Data Analysis

 

 

The provided dataset contains 569 data instances. Each data instance has 30 features that are
computed from a digitized image of a fine needle aspirate (FNA) of a breast mass. They describe
the characteristics of the cell nuclei present in the image. (UCI Dataset). Each instance is
classified into malignant or Benign.
Name your Jupyter notebook as Assignment2.
Split the dataset into 70% training and 30% test and provide the following experiments.
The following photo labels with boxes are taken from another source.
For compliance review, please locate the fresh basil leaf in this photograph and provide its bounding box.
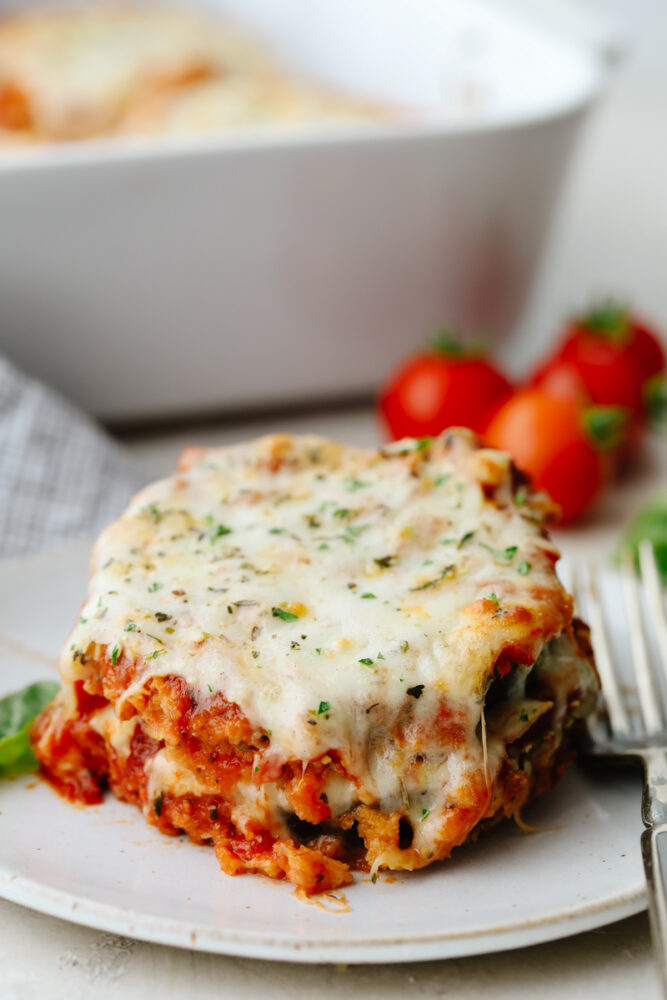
[0,681,60,777]
[619,490,667,586]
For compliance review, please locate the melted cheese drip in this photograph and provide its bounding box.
[61,436,558,819]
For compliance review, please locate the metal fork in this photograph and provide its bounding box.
[573,541,667,996]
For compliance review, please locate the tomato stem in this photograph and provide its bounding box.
[583,406,630,451]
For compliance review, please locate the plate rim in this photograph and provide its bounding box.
[0,869,647,965]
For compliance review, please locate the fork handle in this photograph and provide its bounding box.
[641,824,667,996]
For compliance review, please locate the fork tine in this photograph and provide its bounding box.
[621,552,662,734]
[639,538,667,692]
[575,565,632,736]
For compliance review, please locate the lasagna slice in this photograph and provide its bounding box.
[0,2,386,144]
[33,430,597,893]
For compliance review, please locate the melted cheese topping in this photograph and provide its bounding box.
[61,432,570,809]
[0,5,386,139]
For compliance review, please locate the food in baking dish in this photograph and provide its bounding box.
[0,3,381,148]
[33,430,597,893]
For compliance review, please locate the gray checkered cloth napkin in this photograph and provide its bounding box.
[0,357,144,557]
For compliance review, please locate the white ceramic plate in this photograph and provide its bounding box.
[0,547,645,962]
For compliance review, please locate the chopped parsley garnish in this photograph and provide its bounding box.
[407,684,424,698]
[456,531,475,549]
[204,514,232,545]
[479,542,519,562]
[271,608,299,622]
[410,566,456,591]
Report
the accuracy for the test set as a performance measurement for all the following tasks
1. Use “from sklearn.tree import DecisionTreeClassifier”.
a) Train a DT classifier with Entropy (C1) and GINI (C2) and compare the performance.
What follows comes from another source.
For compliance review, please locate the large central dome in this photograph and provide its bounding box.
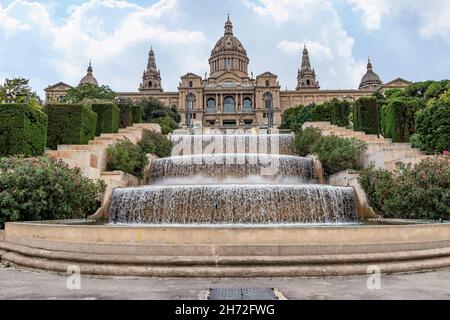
[209,17,249,78]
b) Visualize the C1 and C2 by using the “graphviz” library
c) Prune C1 and C2 by limiting the depth and compare their performance with the
unpruned versions.
d) Use depth 1,…,20 and plot the performance for C1 and C2 separately. e) Choose the
best value for depth and visualize C1 and C2.
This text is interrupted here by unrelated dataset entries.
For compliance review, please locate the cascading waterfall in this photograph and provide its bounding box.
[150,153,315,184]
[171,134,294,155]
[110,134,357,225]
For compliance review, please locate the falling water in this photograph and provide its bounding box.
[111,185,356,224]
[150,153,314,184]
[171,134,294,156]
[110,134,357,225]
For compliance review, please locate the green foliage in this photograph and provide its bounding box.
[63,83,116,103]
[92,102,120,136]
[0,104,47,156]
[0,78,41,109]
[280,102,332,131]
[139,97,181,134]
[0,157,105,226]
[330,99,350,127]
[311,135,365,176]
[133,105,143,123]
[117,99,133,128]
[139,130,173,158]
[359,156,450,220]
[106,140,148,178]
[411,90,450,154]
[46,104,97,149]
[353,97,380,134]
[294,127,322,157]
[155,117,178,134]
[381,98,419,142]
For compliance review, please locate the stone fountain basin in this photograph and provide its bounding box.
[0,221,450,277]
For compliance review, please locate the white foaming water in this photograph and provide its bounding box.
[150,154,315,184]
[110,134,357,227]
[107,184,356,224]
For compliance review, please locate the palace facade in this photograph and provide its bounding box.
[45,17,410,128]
2. Use “from sklearn.ensemble import RandomForestClassifier”.
a) Train an RF classifier with 10 estimators and compare the performance for the test
set with C1.
b) Change the number of estimators from 10,50,100,500, 1000, and plot the
performance.
c) Perform 5 fold cross-validation and report the performance for RF classifier with 50
estimators
d) Plot the feature importance for RF with 200 estimators using the mean decrease in
and also feature permutation and explain the plots.
3. Use “from sklearn.ensemble import AdaBoostClassifier”
a) Train a classifier with 10 estimators and compare the performance with C1 and RF in
2a.
b) Change the number of estimators from 10,50,100,500, 1000, and plot the
performance.
c) Perform 5 fold cross-validation and report the performance for classifier with 50
estimators
4. Use “from sklearn.naive_bayes import GaussianNB”
a) Train a classifier and compare the performance for the test set with C1 and 2a and
3a.
5. Use PCA and print the Cumulative proportion. Using Cumulative proportion, only keep the
features that account for more than 95% (ratio of variance to keep) of the total variation
associated with all the original variables.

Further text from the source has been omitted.